Henley v. Arbuckle

13 Mo. 209 | Mo. | 1850

NAPTON, J.

We cannot see any substantial objection to the course pursued by the Circuit Court. The verdict as it appears on the record is formal. A bill of exception is filed with a view to show that this verdict was never-rendered by the jury. This bill states two facts, first, that an informal, perhaps an incomplete verdict was rendered by the jury ; the verdict being, that the plaintiff was the owner of the slaves in controversy, without further stating that the defendant detained them. It also appears, in the same way, that the court advised the jury that their verdict was not in due form, and inquired of them if they were willing that it should be put in proper form, to which an affirmative response was made.

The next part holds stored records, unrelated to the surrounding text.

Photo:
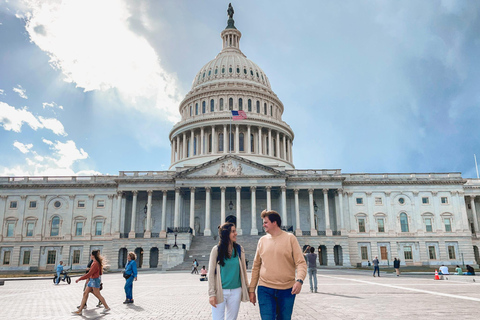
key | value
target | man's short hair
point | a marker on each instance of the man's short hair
(273, 216)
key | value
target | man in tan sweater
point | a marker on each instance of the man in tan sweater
(278, 256)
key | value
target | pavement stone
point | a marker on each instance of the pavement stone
(342, 294)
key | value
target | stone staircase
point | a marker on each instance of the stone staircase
(201, 247)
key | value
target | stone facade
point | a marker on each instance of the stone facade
(221, 167)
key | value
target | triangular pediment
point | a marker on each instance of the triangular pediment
(230, 166)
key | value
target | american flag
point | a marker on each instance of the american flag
(238, 115)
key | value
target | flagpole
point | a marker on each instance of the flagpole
(476, 166)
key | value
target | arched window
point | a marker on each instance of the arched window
(55, 230)
(240, 142)
(220, 142)
(404, 222)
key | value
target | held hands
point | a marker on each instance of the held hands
(213, 301)
(253, 297)
(297, 287)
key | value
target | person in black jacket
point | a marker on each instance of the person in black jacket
(396, 265)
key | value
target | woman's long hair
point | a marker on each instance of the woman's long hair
(224, 234)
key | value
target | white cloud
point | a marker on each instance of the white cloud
(91, 43)
(24, 148)
(12, 119)
(21, 92)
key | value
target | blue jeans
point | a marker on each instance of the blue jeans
(275, 304)
(129, 287)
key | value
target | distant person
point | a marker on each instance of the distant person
(376, 267)
(60, 272)
(396, 266)
(443, 270)
(227, 275)
(458, 270)
(130, 275)
(312, 268)
(93, 283)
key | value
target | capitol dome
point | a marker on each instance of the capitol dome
(228, 84)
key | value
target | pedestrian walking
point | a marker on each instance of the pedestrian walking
(227, 275)
(277, 259)
(93, 276)
(130, 274)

It is not pretended that the court may not exercise this power in a suitable case. But the objection is, that the verdict was not merely informal, but substantially defective in omitting to find a material issue, and that this defect could not be supplied by the court. If this objection existed in point of fact, it would certainly be a good one. It will not be claimed, that the courts can substitute their findings for those of the juries. But we understand the verdict of the jury, as reported in the bill of exceptions, to be merely a general verdict for the plaintiff. We suppose the Circuit Court so understood it, and that the jury so understood it. If the construction were doubtful, that court heard the testimony and knew the real matter of controversy, and was better enabled to interpret the finding of the jury than we could be. Doubtless in this as in other actions of detinue, the only controversy which the jury understood to exist was, as to the right of property. There was probably no dispute about the detention by the defendant.

But again, the objection is purely technical, and may well be encouraged in the same spirit. It does not appear but that the court fully explained to the jury the omission in their verdict, and that their consent was given to supply it. The bill of exceptions does not exclude such an inference.(a) Judgment affirmed.

(a) Clemens v. Collins, 14 Mo. R. 604; Mooney v. Kennett, 19 Mo. R. 551. Damages may be remitted, after motion for new trial lias been overruled — Hahn v. Sweazea, 29 Mo. R. 199.